The European Commission’s Expert Group on Business to Government (B2G) Data Sharing highlighted the emerging data stewardship profession as essential for the successful implementation of the European Data Act and Data Governance Act. A European expert group on the reuse of data for official statistics has also recommended the development of data stewardship functions.
Public participation to achieve social licence
It is an enormous challenge to rethink the binary and individual approaches to consent, such that organisations can seek and acquire a social licence to reuse for purposes data beyond those originally intended.
An approach is to create data ecosystems that effectively include a broad range of stakeholders: private, government, and third sector organisations, and, importantly, also the public(s) themselves who have often generated the data in the first place and who will be affected by how it is used. The inclusion of citizens takes such ecosystems beyond traditional public private partnership models towards inclusive data collaboratives models. This can enable organisations to gain social licence for data reuse.

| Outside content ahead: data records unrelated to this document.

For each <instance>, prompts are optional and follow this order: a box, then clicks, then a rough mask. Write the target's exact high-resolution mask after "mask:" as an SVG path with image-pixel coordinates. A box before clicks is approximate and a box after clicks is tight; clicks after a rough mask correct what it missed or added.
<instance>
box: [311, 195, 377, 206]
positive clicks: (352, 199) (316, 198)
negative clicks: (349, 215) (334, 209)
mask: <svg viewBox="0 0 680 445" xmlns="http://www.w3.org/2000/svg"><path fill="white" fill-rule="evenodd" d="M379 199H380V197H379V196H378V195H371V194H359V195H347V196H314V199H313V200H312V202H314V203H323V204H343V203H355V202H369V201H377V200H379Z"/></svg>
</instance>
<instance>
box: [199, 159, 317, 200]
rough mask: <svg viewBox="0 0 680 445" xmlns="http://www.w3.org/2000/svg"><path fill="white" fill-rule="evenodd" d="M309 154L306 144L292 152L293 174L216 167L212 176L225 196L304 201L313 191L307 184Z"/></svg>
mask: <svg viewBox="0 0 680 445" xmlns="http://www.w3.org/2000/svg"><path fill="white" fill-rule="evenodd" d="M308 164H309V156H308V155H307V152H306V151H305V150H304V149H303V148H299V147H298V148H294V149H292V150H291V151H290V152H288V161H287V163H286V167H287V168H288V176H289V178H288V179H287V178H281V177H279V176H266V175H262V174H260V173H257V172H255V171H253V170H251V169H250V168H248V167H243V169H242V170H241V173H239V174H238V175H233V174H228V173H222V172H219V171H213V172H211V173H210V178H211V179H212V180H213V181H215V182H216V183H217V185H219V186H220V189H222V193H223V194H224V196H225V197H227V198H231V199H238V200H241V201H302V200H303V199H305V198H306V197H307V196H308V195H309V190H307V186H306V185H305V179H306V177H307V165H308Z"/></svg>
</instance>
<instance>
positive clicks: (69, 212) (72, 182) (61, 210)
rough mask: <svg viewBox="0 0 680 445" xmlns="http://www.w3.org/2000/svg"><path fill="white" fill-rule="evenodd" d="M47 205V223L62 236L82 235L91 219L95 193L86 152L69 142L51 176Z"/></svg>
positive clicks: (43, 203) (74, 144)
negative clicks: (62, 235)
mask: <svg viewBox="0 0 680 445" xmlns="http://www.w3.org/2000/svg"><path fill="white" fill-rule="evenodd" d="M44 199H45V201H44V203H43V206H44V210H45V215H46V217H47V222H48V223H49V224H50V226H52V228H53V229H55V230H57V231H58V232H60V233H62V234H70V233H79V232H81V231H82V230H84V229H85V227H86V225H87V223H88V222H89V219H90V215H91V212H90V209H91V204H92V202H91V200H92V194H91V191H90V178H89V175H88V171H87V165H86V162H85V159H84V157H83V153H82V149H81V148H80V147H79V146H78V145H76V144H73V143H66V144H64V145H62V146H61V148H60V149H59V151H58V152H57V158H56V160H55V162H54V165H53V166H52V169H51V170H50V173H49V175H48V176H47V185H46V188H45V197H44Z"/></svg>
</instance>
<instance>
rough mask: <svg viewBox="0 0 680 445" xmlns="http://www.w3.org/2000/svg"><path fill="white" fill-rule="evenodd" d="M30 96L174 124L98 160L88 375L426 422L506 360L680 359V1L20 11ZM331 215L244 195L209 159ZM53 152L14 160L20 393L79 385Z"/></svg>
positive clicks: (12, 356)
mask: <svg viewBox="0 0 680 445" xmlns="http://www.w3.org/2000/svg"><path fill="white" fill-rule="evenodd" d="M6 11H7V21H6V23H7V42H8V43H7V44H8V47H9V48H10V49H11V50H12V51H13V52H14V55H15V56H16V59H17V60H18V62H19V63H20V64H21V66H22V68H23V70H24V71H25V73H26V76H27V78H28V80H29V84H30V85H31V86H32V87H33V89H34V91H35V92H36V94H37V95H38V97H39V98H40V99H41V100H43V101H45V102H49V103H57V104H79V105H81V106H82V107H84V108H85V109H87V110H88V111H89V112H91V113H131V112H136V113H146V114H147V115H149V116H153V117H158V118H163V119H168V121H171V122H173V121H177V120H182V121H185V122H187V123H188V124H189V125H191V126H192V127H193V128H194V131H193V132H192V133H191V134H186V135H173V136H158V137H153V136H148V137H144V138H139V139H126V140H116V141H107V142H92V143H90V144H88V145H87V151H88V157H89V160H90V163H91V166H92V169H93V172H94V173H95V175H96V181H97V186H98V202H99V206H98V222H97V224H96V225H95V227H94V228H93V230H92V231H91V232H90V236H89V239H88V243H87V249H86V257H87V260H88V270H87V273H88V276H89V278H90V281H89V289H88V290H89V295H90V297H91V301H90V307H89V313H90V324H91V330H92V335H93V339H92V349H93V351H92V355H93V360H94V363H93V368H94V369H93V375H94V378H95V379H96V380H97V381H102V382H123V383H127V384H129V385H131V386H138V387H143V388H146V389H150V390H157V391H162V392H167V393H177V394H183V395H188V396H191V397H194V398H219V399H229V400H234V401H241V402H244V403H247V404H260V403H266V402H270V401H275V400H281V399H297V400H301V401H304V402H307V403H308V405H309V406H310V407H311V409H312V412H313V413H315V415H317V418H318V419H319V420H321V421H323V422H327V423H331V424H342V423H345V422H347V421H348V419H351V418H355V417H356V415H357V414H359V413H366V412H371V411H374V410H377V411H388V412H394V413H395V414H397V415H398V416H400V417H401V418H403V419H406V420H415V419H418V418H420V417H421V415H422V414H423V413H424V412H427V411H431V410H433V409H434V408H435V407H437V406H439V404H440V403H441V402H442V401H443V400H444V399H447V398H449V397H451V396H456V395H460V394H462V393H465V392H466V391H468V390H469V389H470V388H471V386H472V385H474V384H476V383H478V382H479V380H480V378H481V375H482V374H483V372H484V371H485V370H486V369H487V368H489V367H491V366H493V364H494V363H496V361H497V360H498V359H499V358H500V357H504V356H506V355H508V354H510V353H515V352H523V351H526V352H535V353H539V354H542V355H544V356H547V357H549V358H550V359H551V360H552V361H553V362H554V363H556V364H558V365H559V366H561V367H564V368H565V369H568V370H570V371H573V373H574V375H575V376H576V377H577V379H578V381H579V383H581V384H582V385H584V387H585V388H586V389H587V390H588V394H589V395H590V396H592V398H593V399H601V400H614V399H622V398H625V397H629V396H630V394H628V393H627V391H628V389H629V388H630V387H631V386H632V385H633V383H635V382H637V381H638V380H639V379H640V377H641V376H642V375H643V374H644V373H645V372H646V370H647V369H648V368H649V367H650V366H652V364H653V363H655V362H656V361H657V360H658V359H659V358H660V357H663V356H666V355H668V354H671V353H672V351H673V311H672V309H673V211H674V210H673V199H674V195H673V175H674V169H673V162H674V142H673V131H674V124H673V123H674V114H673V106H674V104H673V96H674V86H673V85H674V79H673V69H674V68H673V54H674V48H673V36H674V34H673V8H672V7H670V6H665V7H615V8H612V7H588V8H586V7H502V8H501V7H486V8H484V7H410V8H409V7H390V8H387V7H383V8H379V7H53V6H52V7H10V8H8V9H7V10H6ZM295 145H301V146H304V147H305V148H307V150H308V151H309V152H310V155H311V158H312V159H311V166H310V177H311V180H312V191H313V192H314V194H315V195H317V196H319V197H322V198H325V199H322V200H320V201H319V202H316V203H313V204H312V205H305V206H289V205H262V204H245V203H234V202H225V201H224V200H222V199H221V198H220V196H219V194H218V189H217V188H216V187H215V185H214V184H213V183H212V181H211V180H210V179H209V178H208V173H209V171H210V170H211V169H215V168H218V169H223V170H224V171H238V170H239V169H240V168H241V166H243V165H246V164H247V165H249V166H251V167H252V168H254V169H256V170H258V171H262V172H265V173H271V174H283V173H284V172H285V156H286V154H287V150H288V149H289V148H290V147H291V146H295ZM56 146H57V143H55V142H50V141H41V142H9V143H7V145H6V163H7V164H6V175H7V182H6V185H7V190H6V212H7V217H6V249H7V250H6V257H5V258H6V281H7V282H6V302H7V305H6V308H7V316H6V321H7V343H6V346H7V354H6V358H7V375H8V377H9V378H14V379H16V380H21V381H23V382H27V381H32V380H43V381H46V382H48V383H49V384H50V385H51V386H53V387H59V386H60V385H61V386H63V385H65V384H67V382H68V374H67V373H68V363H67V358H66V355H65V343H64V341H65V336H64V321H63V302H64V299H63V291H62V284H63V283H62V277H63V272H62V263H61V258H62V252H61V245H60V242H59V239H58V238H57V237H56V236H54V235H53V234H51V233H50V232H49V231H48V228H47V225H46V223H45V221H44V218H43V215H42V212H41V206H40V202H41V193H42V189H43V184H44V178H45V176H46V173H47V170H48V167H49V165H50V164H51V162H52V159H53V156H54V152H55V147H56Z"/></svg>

In these multi-faceted contexts, trust and legitimacy are important. The data stewardship function discussed above is an essential enabler of this, as is the right regulatory framework, which the EU’s data strategy aims to provide. Ongoing and meaningful public engagement is another vital ingredient. As Marta Poblet, The Data Tank’s Senior Research Lead, has observed, legality comes not only from the work of government representatives and the judiciary, but also from engagement and democratic dialogue with the public.
If we understand data as a public good, then public participation and a social licence to operate become particularly important. For example, a standing people’s assembly has been proposed as a way to achieve meaningful public engagement in the context of the AI Act. The implementation of the European Health Data Space could also benefit from greater in-depth and meaningful public participation. Such engagement will need to be iterative and ongoing, particularly in the context of data ecosystems that involve multiple stakeholders and ongoing flows of demand and supply for data reuse.
Next generation data policy
AI-driven technologies, and general-purpose AI models in particular, bring in new challenges related to responsible data reuse. They are blurring boundaries of how data and consent processes are used, making the role of the emerging profession of Data Stewards and meaningful participation and social licensing only more urgent. The code of practice currently being developed in the EU for general-purpose AI models should also enforce standards on data quality, data provenance, data governance and transparency related to meaningful engagement and consent to use and reuse these data.
We believe these are key pathways for Europe’s next digital agenda to address this data stagnation issue and build a more inclusive and data-empowered society. And, perhaps, open the door to more Nobel prize winners too.